Un Chien Andalou

NOTES FROM THE ROBERT SHORT INTRODUCTION

Bunuel and Dali had been college friends and they had a shared vision of decay and desire and a love of American comedy films, which at 19 and 25, respectively, they put in to ‘Un Chien Andalou’ after Bunuel’s mother gave him a loan.

They wrote the script in a week, much from shared dreams, and the film was shot in 2 weeks, of which Dali was only present for 1 day and seemingly interested in mise-en-scene (particularly the graphic match of dead donkeys and piano keys). They wanted no rational images in it at all, wanted to surprise and did not ever disagree over the making of it. This ‘logic of dreams’ was discovered, rather than invented.

Title – there were many alternatives, but seems to have been chosen because there is no reference at all to a Dog, from Andalusia or otherwise.

Surrealism had been slow to use films – Man Ray and others had made some attempt, but nothing had been successful.

This was Bunuel’s last attempt to get in to the film industry. He was not looking for profit (that would have been a bonus), but needed a critical success. Dali wanted the notoriety and acceptance in the Surrealist world. Bunuel attended the premiere with stones in his pockets, assuming the reaction would be bad. However, it was greeted enthusiastically and had a 8 month run.

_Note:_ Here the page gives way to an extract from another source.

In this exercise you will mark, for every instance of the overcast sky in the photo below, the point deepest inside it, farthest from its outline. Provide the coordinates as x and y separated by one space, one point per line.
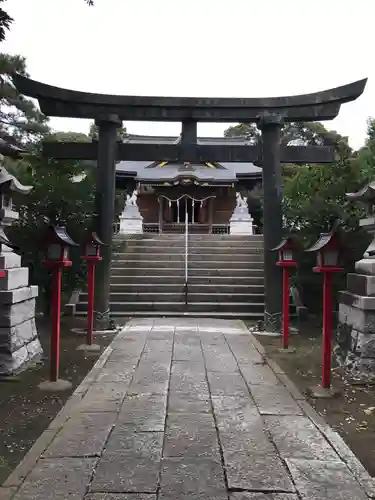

Why did it work where other surrealist films hadn’t? Early examples had had no translatable parts and were completely bizarre for the audience. ‘Un Chien Andalou’ has a scaffolded structure – almost a half narrative. It had a revolutionary drive, it didn’t just want to defamiliarise reality. Bunuel and Dali made an ‘unholy pact’ with Hollywood conventions. They used a range of cues and gave the audience a promise of a realist text with conventional cinematography and characters – it can then tease and assault them. It is an interesting reaction against abstract and Hollywood cinema: ‘fertile ambiguity of dominant and counter culture.’

It called attention to the unreality of the medium – it used sight gags, the mix of high culture and trash and mature and infantile content.

Why did the surrealists stop making films? It was too expensive, they were a deliberately non-commercial group of people. They also weren’t interested in the drudgery and craft of film-making, so Bunuel became the only consistent surrealist export.